Solution proposal for Issue #12

Hi Rob and all,

I'm working on Annotation Model Issue #12 (listed on W3C track, not the Github) [1], and I would like to propose a solution.

First of all, I have to apologize for making the unclear title. It must be "Call for precise definition of Offset".

Please take a look at the table (result.md) in my Gist page[2]. It shows text length gap in each programing language. How each Unicode code point is represented is available from the bl.ocks.org service [3].
My big concern is that an annotation made by Javascript application would not be correctly handled in PHP or Ruby applications due to the gap, and without precise definition of Offset, the format might lose interoperability. Unfortunately, it is not a bug in Javascript. According to 4.3.16 String value in ECMAScript spec [4], it is intentionally introduced.

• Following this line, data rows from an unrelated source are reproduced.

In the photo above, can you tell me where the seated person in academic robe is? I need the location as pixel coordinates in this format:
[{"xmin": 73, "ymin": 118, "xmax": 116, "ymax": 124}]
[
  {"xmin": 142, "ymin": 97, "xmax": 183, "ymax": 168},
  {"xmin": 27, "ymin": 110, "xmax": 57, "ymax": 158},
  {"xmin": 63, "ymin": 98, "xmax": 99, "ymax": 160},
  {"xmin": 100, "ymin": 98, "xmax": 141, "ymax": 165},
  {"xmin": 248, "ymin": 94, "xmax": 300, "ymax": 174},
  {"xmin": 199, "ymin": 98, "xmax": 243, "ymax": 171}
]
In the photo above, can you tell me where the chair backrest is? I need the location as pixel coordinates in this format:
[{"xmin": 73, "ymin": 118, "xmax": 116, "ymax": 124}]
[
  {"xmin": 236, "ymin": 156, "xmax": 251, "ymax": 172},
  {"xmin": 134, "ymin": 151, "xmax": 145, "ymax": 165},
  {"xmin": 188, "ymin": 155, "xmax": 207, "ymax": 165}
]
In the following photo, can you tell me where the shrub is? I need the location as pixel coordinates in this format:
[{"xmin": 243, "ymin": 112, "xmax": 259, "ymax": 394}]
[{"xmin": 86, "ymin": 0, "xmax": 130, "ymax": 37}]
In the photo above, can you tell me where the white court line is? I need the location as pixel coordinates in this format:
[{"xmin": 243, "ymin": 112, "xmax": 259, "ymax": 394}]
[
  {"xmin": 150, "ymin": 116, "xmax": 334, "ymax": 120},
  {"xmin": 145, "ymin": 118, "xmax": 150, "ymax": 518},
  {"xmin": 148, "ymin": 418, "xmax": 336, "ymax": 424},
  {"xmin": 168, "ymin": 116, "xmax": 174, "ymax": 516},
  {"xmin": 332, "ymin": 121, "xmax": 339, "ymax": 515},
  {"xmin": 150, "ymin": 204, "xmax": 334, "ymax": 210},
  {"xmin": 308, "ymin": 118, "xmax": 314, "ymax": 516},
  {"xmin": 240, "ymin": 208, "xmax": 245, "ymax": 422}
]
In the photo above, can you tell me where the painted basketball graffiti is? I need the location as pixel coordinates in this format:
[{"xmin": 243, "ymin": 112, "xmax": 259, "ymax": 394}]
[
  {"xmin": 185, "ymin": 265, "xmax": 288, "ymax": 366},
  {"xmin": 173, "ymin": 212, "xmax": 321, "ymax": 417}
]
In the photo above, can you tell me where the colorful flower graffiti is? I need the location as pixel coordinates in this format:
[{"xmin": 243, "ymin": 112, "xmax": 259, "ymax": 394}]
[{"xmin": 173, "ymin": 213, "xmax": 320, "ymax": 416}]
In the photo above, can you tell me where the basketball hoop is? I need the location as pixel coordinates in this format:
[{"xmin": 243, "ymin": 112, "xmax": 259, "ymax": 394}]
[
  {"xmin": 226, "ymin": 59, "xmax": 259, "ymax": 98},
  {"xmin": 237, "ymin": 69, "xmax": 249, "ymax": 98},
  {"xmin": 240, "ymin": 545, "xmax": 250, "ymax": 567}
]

>From my experience, the results made by Python 3, Ruby and PHP make sense. The length of a letter should be counted by code point basis, rather than byte length basis.

Do you have any concerns for introducing code point basis offset definition into the spec?


Thanks,
Takeshi Kanai

[1] https://www.w3.org/annotation/track/issues/12
[2] https://gist.github.com/tkanai/e2984cfa14cf099baa94
[3] http://bl.ocks.org/tkanai/e2984cfa14cf099baa94
[4] http://www.ecma-international.org/ecma-262/5.1/

Received on Tuesday, 24 March 2015 06:42:16 UTC